Enjoyable article, thank you!
Mordakai said:
I wish they has asked about the level restriction on certain weapons, and if there is anyway to bypass it (at least with future characters).
...Me too.
There are reasons not to put destructible terrain on everything:
1) It adds to the computational load of the map, which has an absolute upper limit based on the desired system reqs, and other features (the secondary objectives for a given map) should and do take higher priority.
2) Destroying a building without a trebuchet is impractical and in some cases approaches nonsensical. Sure, you can set some (wooden or thatched) buildings on fire (not that they'd go down quickly at all - wood takes hours to burn through, if you can get it to light in the first place), and you could break up small objects (barrels, etc.) with your weapons.
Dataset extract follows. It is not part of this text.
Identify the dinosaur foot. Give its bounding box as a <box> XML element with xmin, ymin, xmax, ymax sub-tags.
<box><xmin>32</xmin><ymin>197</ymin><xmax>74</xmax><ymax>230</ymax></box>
Try destroying a stone building, or even a fire-resistant material like stucco over brick, which seems to be the Krytan preference (or the steel of the charr, or the wet living plants of the sylvari, or the carved stone of the asura). If you can actually knock that down with hand-held weapons, even by attacking primary supports like pillars, that building was seriously under code, as in
nobody would live in a building that unsafe if they could help it at all.
3) Creating a variety of secondary mechanics will please a greater number of people. Destructible terrain is just one feature, and you can play it as much as you want by only joining Khylo matches. Some people (especially the crowd who want a war simulator) love it to pieces. A lot of people, with a variety of motivations, are entirely apathetic to it. Personally I think it's great that they made a map with destructible terrain, but have no need to see it anywhere else, because one map is enough to cut the novelty for me. I would rather they focused on expanding the options, as they are doing. And other people will love a few of those other options they come up with to pieces, whether it's because they like dodging dragons, or mounted combat, or convincing the natives to help their side, or leading a squadron into battle, or whatever other zany secondary goals/mechanics the team comes up with.
Hardcore servers have their place, I guess; I don't begrudge others their fun once I'm sure I'll get my own. So low health, high damage - if you want. I'm not sure that really improves the game, but your funeral. But "hardcore" won't and can't involve friendly fire. As others have pointed out, the skill design (cross-profession combos, simultaneously offensive/defensive skills) depends heavily on the fact that friendly fire does not exist. And more importantly, ANet is anti-griefing; if you can use it to deliberately give your own allies a bad day, it is not in their games.